Everything can throw an exception. Check MSDN for a list of exceptions that can be thrown by a method.
All non-empty methods can throw exceptions in one form or another. If you're concerned about exceptions you have personally generated, you can display them from intellisense in the same way framework methods do via XML documentation, like this:
/// <summary>
/// I seem to have written a method to do a thing.
/// </summary>
/// <exception cref="System.Exception">An unfortunate failure.</exception>
public void DoSomething()
{
/* ... */
}
Any code could potentially cause an exception it is your job to try and anticipate this!
There are a number of third party tools that may assist with finding some common errors e.g fxcop and tools such as refactor can make suggestions.
There is some work been done at the moment that can assist you with finding potential exceptions. Take a look into PEX which can help generate tests for your functions: research.microsoft.com/en-us/projects/Pex/ (link seems to be down at time of posting)
Another exciting area is code contracts (coming in .net 4/available as spec#). Code contracts allow you to write statements that specify conditions that must be met. These can be prior to and after your function being called and you can also declare invariants. A condition might be something as simple as value != null. These conditions are then analyzed at compile and runtime to check no code paths violate them.
As the others have said, you should assume that every single line of code can throw an exception, unless you've proven that it cannot. The better question is, "what do you plan to do about that?"

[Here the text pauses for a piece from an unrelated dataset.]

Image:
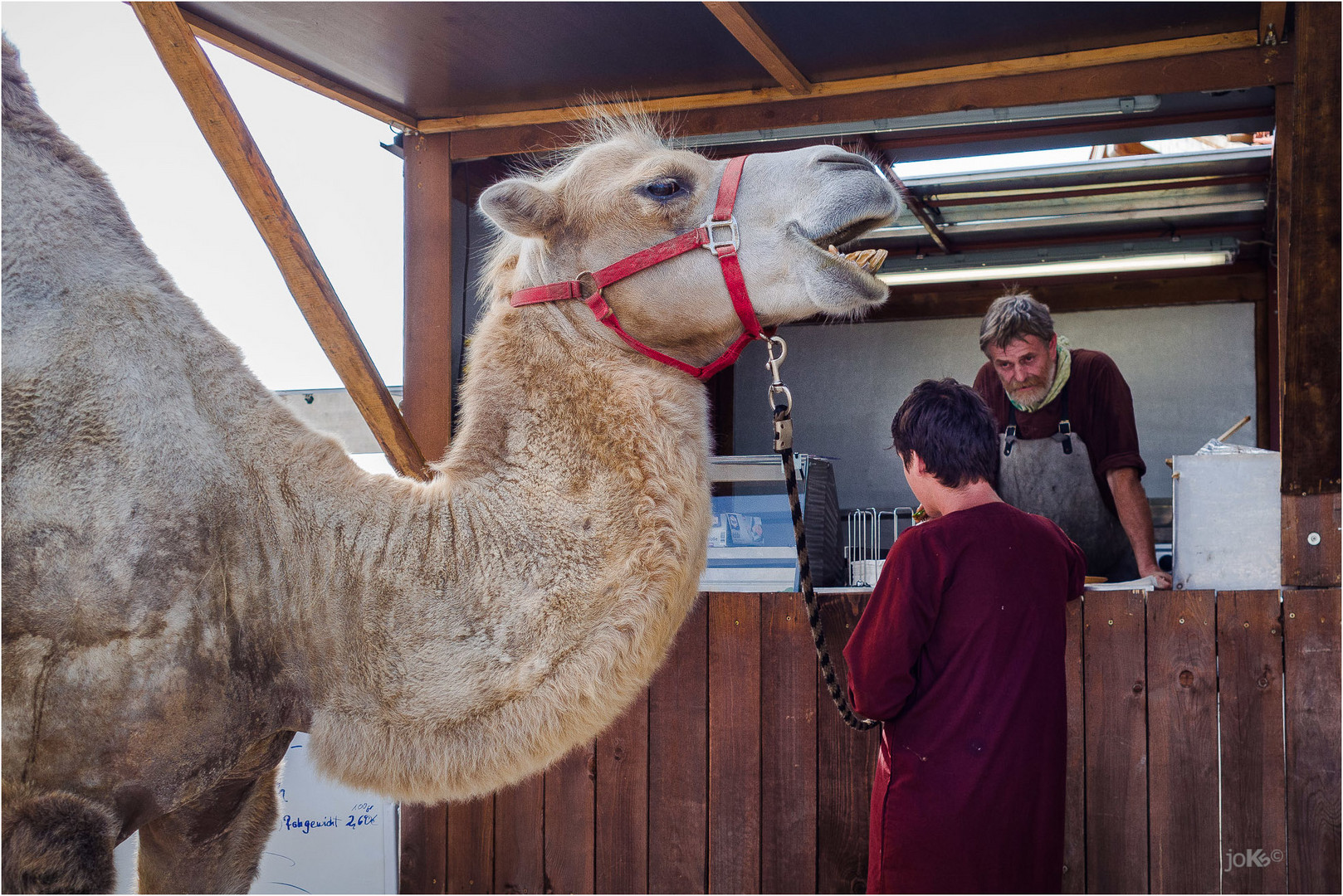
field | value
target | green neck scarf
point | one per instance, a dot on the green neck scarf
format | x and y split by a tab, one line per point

In general, you should not be catching any exceptions at all.
Of course, everything else is an exception to that rule. It makes sense to catch an exception in order to log it (if your environment doesn't do that for you, as ASP.NET does). It makes sense to catch an exception in order to replace it with another exception that provides more detail about the context:
public int GetConfiguredInteger(string name) {
string s = null;
try {
s = GetStringFromConfigFile(name);
}
catch (IOException ex) {
throw new Exception(String.Format(
"Error in configuration file foo.config when processing {0}", name),
ex);
}
return int.Parse(s);
}
The caller couldn't have known that the IOException was caused by a config file if you hadn't told them. Note also how I ignored all exceptions not related to the file I/O. In particular, note that the int.Parse is not even inside of the try/catch block.
There are a small number of other such exceptions, but the basic idea of catching exceptions is: don't do it unless it would be worse if you didn't.

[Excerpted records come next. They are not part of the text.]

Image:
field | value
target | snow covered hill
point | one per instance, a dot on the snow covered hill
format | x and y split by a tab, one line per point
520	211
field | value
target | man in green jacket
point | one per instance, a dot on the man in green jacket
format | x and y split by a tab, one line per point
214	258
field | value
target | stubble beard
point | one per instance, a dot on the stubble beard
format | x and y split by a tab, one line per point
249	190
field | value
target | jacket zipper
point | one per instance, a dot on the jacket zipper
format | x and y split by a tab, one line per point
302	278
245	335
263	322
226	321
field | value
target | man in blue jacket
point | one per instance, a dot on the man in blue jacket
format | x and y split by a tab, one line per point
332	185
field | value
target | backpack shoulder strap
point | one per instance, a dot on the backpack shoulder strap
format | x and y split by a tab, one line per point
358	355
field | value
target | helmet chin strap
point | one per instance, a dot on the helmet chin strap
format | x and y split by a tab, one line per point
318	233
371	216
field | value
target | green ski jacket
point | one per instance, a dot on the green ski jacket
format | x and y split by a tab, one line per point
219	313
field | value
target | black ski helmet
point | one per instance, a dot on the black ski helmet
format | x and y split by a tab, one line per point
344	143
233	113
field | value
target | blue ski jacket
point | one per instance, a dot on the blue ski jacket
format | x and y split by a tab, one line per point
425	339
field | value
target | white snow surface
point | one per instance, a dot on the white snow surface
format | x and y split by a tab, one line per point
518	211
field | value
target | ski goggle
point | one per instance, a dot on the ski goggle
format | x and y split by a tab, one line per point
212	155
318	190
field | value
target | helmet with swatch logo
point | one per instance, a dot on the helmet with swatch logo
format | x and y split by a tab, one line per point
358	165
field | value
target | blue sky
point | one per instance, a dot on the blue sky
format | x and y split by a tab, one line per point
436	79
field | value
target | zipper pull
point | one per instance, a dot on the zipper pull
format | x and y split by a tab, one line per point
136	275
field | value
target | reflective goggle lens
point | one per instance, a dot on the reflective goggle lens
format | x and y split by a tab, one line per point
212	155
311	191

There is a reflector add in Exception Finder which will show what exceptions could be thrown by a method. I haven't used it but saw an example of it at a .Net users group meeting.
There is a tool out there that can do this. You could download the trial and see if you like it. I don't really think it would be that necessary, but if you are working for a company and they'll pay for it you might want to look into it. Like has been said before there are just too many possible exceptions that be raised. Check out Excpetion Hunter
Exception Hunter mentioned by a few people is a good tool to help with this. I do not know whether it has a tie-in with the <exception> XML-Doc comment so that you can enforce documentation of exceptions thrown by code.
I find it much more frustrating to break inside an outer catch block and dig my way down to the actual point where the exception happend.
Most of the time if an exception was thrown and I didn't expect it I found a bug and it's easier to solve it if it wasn't obfuscated by some doing-nothing exception handling.
EDIT:
Since your examples is actually a good one I'm still not convinced that such a tool would help you. There would be so many possible exceptions that literally every line of code could throw that you would have a hard time to find the "interesting" ones.